No primeiro turno, Barros fez 39,69% dos votos, enquanto Maia chegou aos 28,87¨% - Mudança X continuidade. Quem vence o segundo turno? Ulisses ou Barros?
No primeiro turno, Barros fez 39,69% dos votos, enquanto Maia chegou aos 28,87¨%

Um dia após as eleições municipais que definiram o segundo turno em Maringá, Sílvio Barros (PP) e Ulisses Maia (PDT) planejam como agir no segundo turno, em busca de votos e apoiadores. Cerca de 20% dos eleitores não votaram nesse domingo (2), então são perto de 40 mil votos que ainda podem ser disputados, além dos aproximadamente 60 mil depositados nos outros seis candidatos a prefeito.

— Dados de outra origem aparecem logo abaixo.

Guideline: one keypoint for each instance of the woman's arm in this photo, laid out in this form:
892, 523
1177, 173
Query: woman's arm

Os dois concorrentes representam opostos nesta campanha, já que Barros tenta o terceiro mandato como prefeito e substituiria seu ex-vice, Roberto Pupin, o que seriam 16 anos do mesmo grupo no poder. Ulisses Maia prega a mudança e se apresenta como mente de um novo projeto para Maringá.

Sílvio Barros

Na manhã desta segunda-feira (3), Sílvio Barros falou com o portal Massa News e contou que vai procurar apoiadores para o segundo turno, especialmente dos candidatos que têm afinidades com seu plano de governo. Ele defende que Maringá vive um bom ciclo que deve continuar.

“Buscar pessoas que querem assegurar que Maringá continue com uma qualidade de vida que a cidade tem”, declarou. Sobre a renovação de 80% da Câmara,  destacou que nove dos 15 vereadores são de sua coligação, o que poderia lhe conferir um bom relacionamento com o Legislativo para a tramitação de projetos.

Ulisses Maia

O vereador Ulisses Maia acredita que tem chances de vencer o segundo turno e argumenta que 60% dos eleitores já votaram pela mudança no primeiro turno, já que não apoiaram o candidato da situação. Ele ainda fez críticas ao atual grupo no poder, apontando que são 515 comissionados que custam R$ 25 milhões ao ano para a cidade.

Com relação ao Legislativo, ex-presidente da Câmara, o candidato do PDT afirmou que tem um bom relacionamento com os eleitos e resgatou o papel do Legislativo. “A Câmara tem que ser independente, nem a favor e nem contra o prefeito, mas a favor da cidade.”